Got it, I was thinking of the locations as being i.i.d. in that you do not have any information on their location. You and others are saying that adjusting the symbol counts as you go would give the same performance to other algorithms. Looking into that, thanks.
Whenever you're compressing a file on your computer the frequencies are known beforehand. Agree this does not apply to noisy-channel coding, only the Shannon source coding theorem in lossless compression. Good point though I'm not sure if this would be considered an entropy encoder, as previous values do have some impact. Any more info I should look at for that?
I was using what I seemed to be the standard with other encoders, storing the ratios is roughly the same cost compared to other compressors, a few extra bits for exact counts. But I do see how this isn't i.i.d. so I'm fixing that.
I don't think you understand the basic concepts and you are wasting your time trying to "fix" it. Let me try to explain a bit differently: The Shannon limit depends on assuming a model of the source (the thing producing symbols). For example imagine the output of something that you think is "true" noise like a fair coin flip that produces 0 (for heads) and 1 (for tails). That has entropy of 1 bit and you cannot compress it. Now you learn that it is actually a pseudorandom number generator that produces 0 or 1 in a 1:1 ratio. If you know the program (and seed if required) the source now has 0 entropy (you can run the program to know every bit that will be produced). Same symbol outputs, different models of how they are produced, different theoretical compression limits. As another example if you are compressing text one model would be to assume that words are produced independently of one another. We know that that isn't true (certain words are more likely to follow other words like your next word prediction system on your phone works) but you might still choose to implement a compression system based on that naive model because it's less complex, uses less memory or compression/decompression time etc. If you implemented compression using a less naive model (e.g. what is the probability of the next symbol in all human text given all the symbols I have seen before this one) you could get better compression rates but you wouldn't be breaking the Shannon limit that you calculated using the naive model because the "true" limit is based on the "true" model of whatever the entropy of human produced text is, which is not really calculable (people produce new sentences every day) but you might approximate using something like all human text you can find.
As I alluded to above note that Shannon entropy doesn't take into consideration practical complexities (memory, program size, processing time) that are real considerations when implementing a compression scheme. Most of the time you are going to trade higher entropy for simpler, faster, less resource intensive compression.
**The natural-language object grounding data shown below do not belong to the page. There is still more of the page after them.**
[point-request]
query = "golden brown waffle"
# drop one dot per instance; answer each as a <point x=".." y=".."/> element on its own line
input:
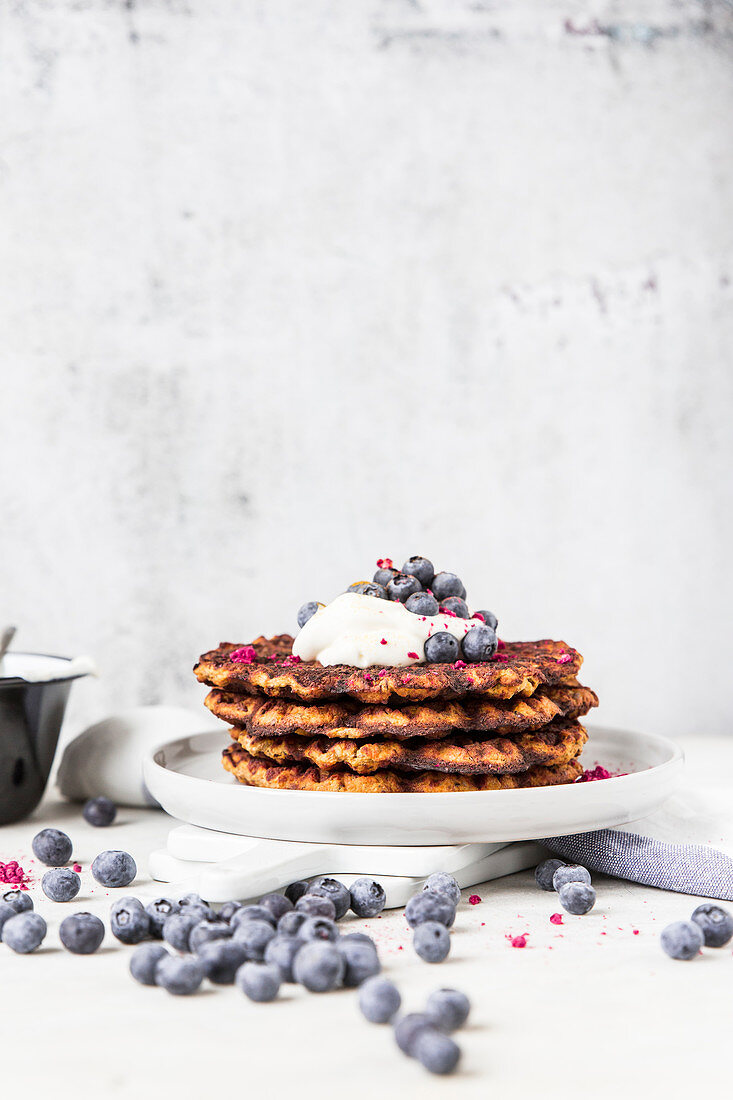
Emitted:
<point x="556" y="744"/>
<point x="518" y="669"/>
<point x="266" y="717"/>
<point x="256" y="771"/>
To sum up: You cannot beat the Shannon limit of the "true" model of the source but you can beat the Shannon limit of a naive approximation of the source. Those naive models are used because they are more practical to implement.
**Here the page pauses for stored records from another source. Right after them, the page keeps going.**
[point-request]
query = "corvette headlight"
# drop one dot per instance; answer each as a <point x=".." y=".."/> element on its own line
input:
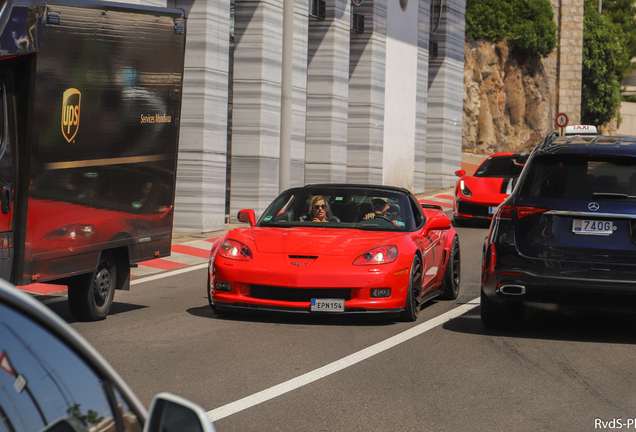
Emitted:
<point x="381" y="255"/>
<point x="464" y="189"/>
<point x="233" y="249"/>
I appreciate the input. I did not mean to imply I could encode a random stream of symbols/characters, that is absolutely valid. I was approaching this as a compression technique for something like a text file, where the symbol counts are known at compression time.
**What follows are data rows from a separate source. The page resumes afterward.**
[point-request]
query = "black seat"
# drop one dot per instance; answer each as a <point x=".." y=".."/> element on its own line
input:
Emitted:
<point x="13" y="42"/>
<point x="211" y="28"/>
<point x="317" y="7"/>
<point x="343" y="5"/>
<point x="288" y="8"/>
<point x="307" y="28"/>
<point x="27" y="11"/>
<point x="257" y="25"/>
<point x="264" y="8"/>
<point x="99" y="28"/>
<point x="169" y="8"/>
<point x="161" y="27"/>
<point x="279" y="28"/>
First issue is that if you do comparisons you have to do them apples-to-apples, you can't assume that method A has that information available for free but method B does not or that method A assumes a given source model but method B assumes a different source model.
Second, I really don't understand how you intend to use a table of symbol counts: If you do it over the entire file the table might be a reasonable size but the number of permutations becomes infeasible. Conversely if you do it in small windows (like 8 or so in your examples) you have to store a separate symbol count table for each window which would explode the symbol count table. I really doubt you are gaining anything from doing this. You are going to create an enormous per-file symbol frequency table and then not count it against the compressed size, that isn't compression it's just misdirection.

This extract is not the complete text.